While giving an interview on Sunday with Jake Tapper on “State of the Union,” Kamala Harris was pressed to speak about would she support a Medicare-for-All proposal that would extend coverage to “any resident,” including illegal immigrants in the U.S. Medicare-for-All is a program championed by her primary opponent Sen. Bernie Sanders.
Kamala Harris responded by stating that she was “opposed to any policy” that would prevent a person in America — here legally or not — from using taxpayer-funded public health care.
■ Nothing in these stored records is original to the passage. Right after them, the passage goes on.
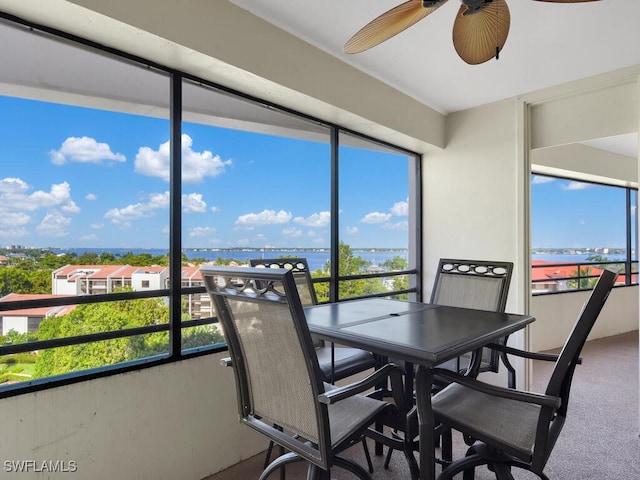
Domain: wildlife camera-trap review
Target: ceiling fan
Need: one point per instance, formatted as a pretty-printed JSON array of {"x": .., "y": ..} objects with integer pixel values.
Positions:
[{"x": 479, "y": 32}]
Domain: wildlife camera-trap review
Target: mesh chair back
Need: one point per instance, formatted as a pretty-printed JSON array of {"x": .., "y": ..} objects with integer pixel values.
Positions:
[
  {"x": 482, "y": 285},
  {"x": 301, "y": 274},
  {"x": 560, "y": 380},
  {"x": 552, "y": 420},
  {"x": 275, "y": 365}
]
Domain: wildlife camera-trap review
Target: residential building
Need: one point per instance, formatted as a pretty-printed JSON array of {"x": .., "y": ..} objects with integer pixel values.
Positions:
[
  {"x": 178, "y": 419},
  {"x": 27, "y": 320}
]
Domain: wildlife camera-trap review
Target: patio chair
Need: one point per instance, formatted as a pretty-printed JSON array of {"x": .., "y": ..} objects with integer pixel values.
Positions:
[
  {"x": 478, "y": 284},
  {"x": 335, "y": 363},
  {"x": 515, "y": 428},
  {"x": 278, "y": 379}
]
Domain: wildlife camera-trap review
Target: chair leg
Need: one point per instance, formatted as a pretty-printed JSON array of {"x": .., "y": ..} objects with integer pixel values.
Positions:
[
  {"x": 502, "y": 471},
  {"x": 366, "y": 454},
  {"x": 279, "y": 463},
  {"x": 466, "y": 464},
  {"x": 351, "y": 466}
]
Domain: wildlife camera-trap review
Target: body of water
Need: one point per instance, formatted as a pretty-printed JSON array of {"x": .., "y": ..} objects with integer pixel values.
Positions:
[
  {"x": 572, "y": 258},
  {"x": 317, "y": 259}
]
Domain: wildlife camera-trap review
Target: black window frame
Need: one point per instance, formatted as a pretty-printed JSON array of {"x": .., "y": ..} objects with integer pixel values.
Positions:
[
  {"x": 175, "y": 290},
  {"x": 631, "y": 265}
]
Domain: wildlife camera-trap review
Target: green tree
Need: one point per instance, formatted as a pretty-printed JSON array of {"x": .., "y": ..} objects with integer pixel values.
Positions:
[
  {"x": 40, "y": 281},
  {"x": 582, "y": 282},
  {"x": 14, "y": 280},
  {"x": 54, "y": 262},
  {"x": 349, "y": 264},
  {"x": 102, "y": 317},
  {"x": 397, "y": 263}
]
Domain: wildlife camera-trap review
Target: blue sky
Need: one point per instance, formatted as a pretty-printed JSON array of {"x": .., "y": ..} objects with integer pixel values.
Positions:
[
  {"x": 78, "y": 177},
  {"x": 571, "y": 214}
]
“Let me just be very clear about this: I am opposed to any policy that would deny in our country any human being from access to public safety, public education, or public health. Period.” said Harris.
Harris’s comments expand on her previous backing of Bernie Sanders’s Medicare-for-All proposal.
As previously reported, Harris declared her full backing of Medicare-for-All, clamming that health care in the U.S. was a “right,” not a “privilege.”
“What we know is that to live in a civil society, to be true to the ideals and the spirit of who we say we are as a country, we have to appreciate and understand that access to health care is a — should not be thought of as a privilege. It should be understood to be a right.” Harris said.
After she announced her backing of the plan, Dr. Marc Siegel spoke out against the proposal, criticizing it as a plan that could take “a wrecking ball to private insurance” and clamming that access to care would be worse under Medicare-for-All.